O preço de uma palavra
Por Otávio Henrique
Essa noite tive um sonho. Acho que “sonho” é um eufemismo para não falar logo pesadelo, então vou deixar o julgamento por sua conta. Sonhei que cada pessoa nascia com um determinado número de palavras para se falar durante a vida toda! A contagem se iniciaria na primeira palavra que alguém aprende (“papai” ou “mamãe”) e terminaria na última palavra antes do suspiro final. O destino de alguém não estaria à mercê do tempo, mas sim das palavras. A expectativa de vida não era medida por anos, mas sim pela média de palavras que alguém fala durante a vida. Independente da classe social, profissão, escolaridade ou padrão estético… ninguém poderia fugir dessa ortográfica maldição.

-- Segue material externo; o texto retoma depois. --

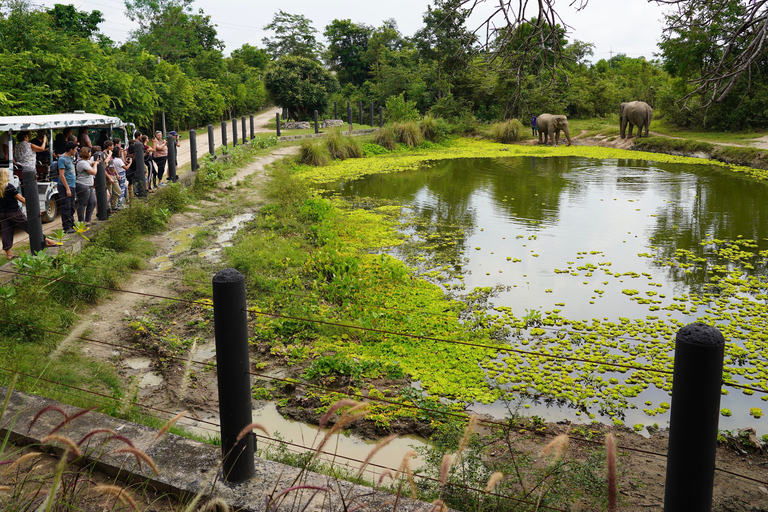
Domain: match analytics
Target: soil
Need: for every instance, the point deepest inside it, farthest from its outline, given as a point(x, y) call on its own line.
point(162, 382)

No sonho, eu descobri que havia nascido com o estoque de 600.000 palavras. Mais de meio milhão de letras organizadas em sequência que formam sílabas – oxítonas, paroxítonas e proparóxitonas – para eu gastar livremente, como bem julgar. Porém, já havia gasto 550.000! Tendo me restado apenas 50.000 palavras. Não adiantava eu tentar burlar com palavras escritas ou até com mímica, assim que eu tentava transmitir uma mensagem e alguém a entendia… uma palavra era descontada do meu crédito. Fiquei desesperado, até quando meu olhar denunciava um “sim” ou “não”… uma palavra era descontada.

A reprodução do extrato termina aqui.